Wishing to make sure that the financial settlement between them took account of all her assets, he arranged for a firm of private detectives to plant ‘key tracking’ software on her computer, which recorded all the keystrokes she made on it. For eleven months, the agency provided him with reports on her activity and details of transactions made when she used her online banking services.
The director compounded his bad behaviour by arranging for the detective agency to invoice his company for this work. The company paid £50,000 plus VAT and the amount was improperly recorded as a business expense, not as private expenditure. This also created an incorrect recovery of the input VAT on the bill.
Following an investigation of the activities of the detective agency, the director and two of his co-directors were arrested and charged with false accounting and other offences.

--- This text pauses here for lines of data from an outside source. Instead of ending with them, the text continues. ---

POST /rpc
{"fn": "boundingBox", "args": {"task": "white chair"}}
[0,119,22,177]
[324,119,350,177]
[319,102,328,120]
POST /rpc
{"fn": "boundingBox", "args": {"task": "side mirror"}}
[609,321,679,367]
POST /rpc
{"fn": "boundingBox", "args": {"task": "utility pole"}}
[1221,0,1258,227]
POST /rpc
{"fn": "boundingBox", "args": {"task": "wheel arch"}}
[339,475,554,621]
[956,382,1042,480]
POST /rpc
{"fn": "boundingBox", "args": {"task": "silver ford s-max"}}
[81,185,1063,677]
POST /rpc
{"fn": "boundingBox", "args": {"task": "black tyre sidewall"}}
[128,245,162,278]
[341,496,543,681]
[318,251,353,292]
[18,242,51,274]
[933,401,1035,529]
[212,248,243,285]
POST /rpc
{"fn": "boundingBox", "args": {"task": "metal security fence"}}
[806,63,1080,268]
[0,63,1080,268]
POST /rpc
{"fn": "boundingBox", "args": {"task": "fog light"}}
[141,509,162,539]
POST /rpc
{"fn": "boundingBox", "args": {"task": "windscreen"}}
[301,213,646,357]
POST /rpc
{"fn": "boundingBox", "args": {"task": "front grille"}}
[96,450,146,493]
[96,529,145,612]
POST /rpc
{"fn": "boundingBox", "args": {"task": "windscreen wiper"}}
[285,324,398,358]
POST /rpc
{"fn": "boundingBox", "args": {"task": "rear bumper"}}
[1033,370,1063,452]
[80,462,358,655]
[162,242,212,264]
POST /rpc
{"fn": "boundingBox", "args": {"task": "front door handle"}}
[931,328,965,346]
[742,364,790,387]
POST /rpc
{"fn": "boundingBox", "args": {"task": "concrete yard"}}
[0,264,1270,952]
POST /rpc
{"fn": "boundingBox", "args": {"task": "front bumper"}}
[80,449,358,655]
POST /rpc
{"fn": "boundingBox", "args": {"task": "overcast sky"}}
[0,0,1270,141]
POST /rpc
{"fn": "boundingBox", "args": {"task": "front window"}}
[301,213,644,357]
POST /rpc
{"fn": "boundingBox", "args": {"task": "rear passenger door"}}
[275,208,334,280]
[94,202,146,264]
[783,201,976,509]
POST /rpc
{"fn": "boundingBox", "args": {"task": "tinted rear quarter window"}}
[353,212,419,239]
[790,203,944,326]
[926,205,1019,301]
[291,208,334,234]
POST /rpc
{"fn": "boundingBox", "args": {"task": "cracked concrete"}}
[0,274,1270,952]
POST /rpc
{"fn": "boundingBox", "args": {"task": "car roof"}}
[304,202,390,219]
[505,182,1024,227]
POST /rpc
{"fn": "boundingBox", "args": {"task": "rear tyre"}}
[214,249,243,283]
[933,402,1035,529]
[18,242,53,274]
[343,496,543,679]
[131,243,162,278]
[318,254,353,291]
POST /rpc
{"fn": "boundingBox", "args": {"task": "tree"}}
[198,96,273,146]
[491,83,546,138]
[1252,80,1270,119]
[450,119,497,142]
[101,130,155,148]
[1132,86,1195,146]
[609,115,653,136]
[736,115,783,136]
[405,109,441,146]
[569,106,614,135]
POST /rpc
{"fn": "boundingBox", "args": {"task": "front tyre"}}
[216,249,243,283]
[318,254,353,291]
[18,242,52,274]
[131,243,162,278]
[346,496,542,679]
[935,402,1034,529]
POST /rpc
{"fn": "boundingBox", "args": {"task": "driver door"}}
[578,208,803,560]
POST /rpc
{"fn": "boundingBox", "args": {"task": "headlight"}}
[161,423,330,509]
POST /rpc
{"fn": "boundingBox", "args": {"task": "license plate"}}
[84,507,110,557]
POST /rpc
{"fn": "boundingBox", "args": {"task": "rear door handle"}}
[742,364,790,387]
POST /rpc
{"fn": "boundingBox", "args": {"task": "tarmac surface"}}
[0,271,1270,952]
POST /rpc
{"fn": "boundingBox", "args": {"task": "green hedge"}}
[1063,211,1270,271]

The director concerned was previously of good character and was over 60 years old but, despite such mitigating factors, was sentenced to four months’ imprisonment. The other directors involved received lesses punishments.
An appeal against the sentence, claiming that the disparity in the sentences was unjust, was rejected by the Court of Appeal. The method by which information had been obtained was a gross intrusion into the ex-wife’s privacy and the judge had been correct in concluding that the ‘custody threshold’ had been breached.